When I first heard of this idea, I thought keeping a food journal was a bit obsessive, because you are supposed to write down everything you eat or drink. Some electronic journals even have calorie counters so that you know how many calories you're consuming daily. Eat two grapes, record it; drink two coffees, record that. Put cream in your coffee? Record how much.
What I learned this week is that food diaries or journals may actually help you achieve your weight loss goals faster. If you choose to do it the old-fashioned way — writing down what you eat in a daily planner or a notebook — you can see how much you consume a day. You may even find you can change around some of the things you eat and notice patterns.
For example, I found that I eat a breakfast rich in carbohydrates almost every day when I actually saw in writing what I ate. Thus, I tried to eat a protein-rich breakfast at least every other day this week. I also thought back to what I ate a few nights ago and found I ate a lot of fruits in the evening, rich in natural sugar.
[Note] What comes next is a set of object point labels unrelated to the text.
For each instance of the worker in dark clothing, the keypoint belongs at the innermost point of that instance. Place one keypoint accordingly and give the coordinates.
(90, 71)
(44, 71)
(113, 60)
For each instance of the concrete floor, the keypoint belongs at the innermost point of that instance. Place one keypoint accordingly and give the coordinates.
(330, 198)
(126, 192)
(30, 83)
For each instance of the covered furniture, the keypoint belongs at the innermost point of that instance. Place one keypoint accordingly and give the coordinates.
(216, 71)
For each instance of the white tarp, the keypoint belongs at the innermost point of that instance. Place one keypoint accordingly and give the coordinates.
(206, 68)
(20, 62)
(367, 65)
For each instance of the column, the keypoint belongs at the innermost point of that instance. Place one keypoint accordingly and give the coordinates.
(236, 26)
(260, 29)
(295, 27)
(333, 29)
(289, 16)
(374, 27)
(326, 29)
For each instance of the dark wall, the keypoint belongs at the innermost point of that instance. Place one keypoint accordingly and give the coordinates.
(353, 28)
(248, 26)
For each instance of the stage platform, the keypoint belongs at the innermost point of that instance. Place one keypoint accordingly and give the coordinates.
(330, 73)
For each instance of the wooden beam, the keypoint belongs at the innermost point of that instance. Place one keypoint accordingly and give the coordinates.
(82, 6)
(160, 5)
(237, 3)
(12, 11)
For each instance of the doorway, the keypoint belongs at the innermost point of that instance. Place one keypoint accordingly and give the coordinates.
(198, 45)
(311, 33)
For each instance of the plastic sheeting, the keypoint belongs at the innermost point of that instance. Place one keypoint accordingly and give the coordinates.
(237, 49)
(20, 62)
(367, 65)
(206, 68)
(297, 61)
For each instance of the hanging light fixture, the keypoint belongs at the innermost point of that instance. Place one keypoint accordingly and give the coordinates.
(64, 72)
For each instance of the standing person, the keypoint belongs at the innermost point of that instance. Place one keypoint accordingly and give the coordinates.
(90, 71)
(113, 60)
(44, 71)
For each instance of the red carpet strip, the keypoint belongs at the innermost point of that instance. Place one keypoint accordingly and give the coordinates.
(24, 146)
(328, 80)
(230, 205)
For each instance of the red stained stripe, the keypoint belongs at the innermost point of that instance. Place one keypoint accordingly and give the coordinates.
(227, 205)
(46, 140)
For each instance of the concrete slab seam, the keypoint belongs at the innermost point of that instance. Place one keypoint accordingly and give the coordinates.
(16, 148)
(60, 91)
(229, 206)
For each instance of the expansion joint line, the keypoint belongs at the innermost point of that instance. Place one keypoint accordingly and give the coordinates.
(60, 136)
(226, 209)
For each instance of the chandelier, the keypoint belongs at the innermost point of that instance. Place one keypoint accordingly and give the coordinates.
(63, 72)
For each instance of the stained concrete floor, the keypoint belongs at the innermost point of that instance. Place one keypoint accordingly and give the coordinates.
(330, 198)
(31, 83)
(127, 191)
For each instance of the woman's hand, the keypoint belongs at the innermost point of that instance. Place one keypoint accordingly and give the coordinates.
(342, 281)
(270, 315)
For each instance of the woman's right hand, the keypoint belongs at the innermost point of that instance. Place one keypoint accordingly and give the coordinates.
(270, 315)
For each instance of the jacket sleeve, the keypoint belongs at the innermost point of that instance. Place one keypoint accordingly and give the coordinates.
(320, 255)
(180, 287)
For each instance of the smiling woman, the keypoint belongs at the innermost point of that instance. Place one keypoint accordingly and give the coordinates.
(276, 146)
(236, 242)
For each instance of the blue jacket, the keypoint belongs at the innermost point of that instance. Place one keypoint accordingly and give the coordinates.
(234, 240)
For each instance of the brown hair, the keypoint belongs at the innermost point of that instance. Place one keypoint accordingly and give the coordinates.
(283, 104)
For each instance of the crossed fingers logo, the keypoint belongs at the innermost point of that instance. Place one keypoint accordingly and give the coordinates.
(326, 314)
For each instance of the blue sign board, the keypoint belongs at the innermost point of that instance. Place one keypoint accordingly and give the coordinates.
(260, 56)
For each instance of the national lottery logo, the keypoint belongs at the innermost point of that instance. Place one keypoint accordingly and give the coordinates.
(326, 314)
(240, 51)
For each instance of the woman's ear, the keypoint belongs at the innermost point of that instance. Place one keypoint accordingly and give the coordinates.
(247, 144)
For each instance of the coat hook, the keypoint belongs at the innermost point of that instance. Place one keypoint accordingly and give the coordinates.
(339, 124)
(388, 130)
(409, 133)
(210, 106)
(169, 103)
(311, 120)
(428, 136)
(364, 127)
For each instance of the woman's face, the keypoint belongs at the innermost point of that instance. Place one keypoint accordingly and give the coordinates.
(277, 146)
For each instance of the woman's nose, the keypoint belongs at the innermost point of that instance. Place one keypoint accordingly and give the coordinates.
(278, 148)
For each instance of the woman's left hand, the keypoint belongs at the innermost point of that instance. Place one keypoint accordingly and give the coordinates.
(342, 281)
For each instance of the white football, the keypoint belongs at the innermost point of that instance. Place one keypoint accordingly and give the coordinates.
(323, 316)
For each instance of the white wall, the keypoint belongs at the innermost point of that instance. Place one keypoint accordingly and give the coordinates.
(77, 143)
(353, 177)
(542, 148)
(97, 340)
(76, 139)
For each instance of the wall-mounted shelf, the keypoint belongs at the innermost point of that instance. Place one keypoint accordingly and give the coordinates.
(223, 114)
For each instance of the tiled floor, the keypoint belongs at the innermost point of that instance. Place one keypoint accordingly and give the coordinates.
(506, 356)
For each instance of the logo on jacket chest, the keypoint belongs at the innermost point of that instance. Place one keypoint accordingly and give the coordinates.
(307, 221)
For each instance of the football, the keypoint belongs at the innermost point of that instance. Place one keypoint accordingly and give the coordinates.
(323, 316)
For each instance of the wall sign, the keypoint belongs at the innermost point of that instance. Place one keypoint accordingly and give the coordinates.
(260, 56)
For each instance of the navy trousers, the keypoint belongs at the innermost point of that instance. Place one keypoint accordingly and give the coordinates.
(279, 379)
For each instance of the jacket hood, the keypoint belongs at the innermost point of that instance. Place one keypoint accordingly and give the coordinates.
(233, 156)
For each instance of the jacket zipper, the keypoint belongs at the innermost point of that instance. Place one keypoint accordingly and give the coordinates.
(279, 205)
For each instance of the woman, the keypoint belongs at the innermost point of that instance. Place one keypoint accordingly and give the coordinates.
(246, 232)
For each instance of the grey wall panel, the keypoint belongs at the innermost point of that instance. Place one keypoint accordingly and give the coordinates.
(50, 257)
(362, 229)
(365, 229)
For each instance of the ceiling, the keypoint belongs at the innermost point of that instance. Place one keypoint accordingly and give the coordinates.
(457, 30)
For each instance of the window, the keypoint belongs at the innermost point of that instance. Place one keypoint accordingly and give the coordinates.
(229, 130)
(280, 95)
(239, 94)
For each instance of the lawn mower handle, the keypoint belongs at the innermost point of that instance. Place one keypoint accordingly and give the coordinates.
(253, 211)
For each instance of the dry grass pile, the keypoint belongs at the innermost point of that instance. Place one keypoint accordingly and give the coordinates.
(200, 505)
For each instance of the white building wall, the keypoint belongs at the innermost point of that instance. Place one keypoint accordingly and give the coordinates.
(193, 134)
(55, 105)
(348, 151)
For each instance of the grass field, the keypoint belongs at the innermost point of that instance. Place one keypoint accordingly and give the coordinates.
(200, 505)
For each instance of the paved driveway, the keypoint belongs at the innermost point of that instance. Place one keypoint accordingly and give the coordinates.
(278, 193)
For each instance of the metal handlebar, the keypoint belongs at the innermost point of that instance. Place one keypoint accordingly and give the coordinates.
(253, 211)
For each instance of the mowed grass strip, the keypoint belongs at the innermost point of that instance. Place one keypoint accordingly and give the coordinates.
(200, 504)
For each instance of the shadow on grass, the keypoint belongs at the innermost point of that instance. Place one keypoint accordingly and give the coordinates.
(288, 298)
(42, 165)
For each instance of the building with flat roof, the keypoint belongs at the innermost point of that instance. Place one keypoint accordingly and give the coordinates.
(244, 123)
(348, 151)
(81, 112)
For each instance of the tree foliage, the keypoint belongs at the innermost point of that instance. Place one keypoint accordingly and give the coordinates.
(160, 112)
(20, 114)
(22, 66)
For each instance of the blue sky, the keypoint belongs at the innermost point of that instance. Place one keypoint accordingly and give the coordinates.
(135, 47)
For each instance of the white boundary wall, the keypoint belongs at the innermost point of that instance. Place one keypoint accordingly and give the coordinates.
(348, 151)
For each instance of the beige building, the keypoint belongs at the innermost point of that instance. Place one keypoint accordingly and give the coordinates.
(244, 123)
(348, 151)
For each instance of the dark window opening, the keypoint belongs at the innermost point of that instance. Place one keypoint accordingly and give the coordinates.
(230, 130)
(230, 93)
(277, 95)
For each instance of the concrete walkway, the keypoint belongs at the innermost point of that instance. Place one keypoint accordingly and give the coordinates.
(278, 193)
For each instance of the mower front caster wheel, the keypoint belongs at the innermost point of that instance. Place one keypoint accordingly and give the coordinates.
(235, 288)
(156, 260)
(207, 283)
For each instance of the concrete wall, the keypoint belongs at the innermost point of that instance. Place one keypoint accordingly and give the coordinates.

That's a lot of sugar in the evening, when it's close to bedtime and you're less likely to burn it off! So for the nights after that, I substituted my evening fruit fest with herbal teas or even by getting my fruit fix a bit earlier in the day.
Writing down everything I drank also meant I kept track of my water intake. In all my research on weight loss, I always read that water is key and that drinking at least eight glasses a day is essential. No surprise, I realized I was drinking only five glasses of water at most, so I tried to incorporate water more often throughout my day. Not only did the right amount of water keep me feeling fuller, but I also felt more refreshed and relaxed.
Some smartphone apps can help you count calories as well as record what you eat, and websites like FitDay.com give you free food journals you can keep. One thing I learned about keeping a proper food journal is that you have to be diligent about recording everything. I found it got a bit mundane and repetitive, and I even caught myself thinking about quitting the food journal.
Another thing — and perhaps more important than being diligent — is that you have to be honest! The "two to five bites of chocolate cake" needs to be recorded, and the couple of chips here and there need to be accounted for! If you cheat on your food journal, you are only cheating yourself.
I'm going to attempt to continue keeping this food journal, and hope to see results in the next few weeks. Try it with me! If you really find you can't keep up with a food journal, always go back to this basic rule: Balance is the key, and everything in moderation!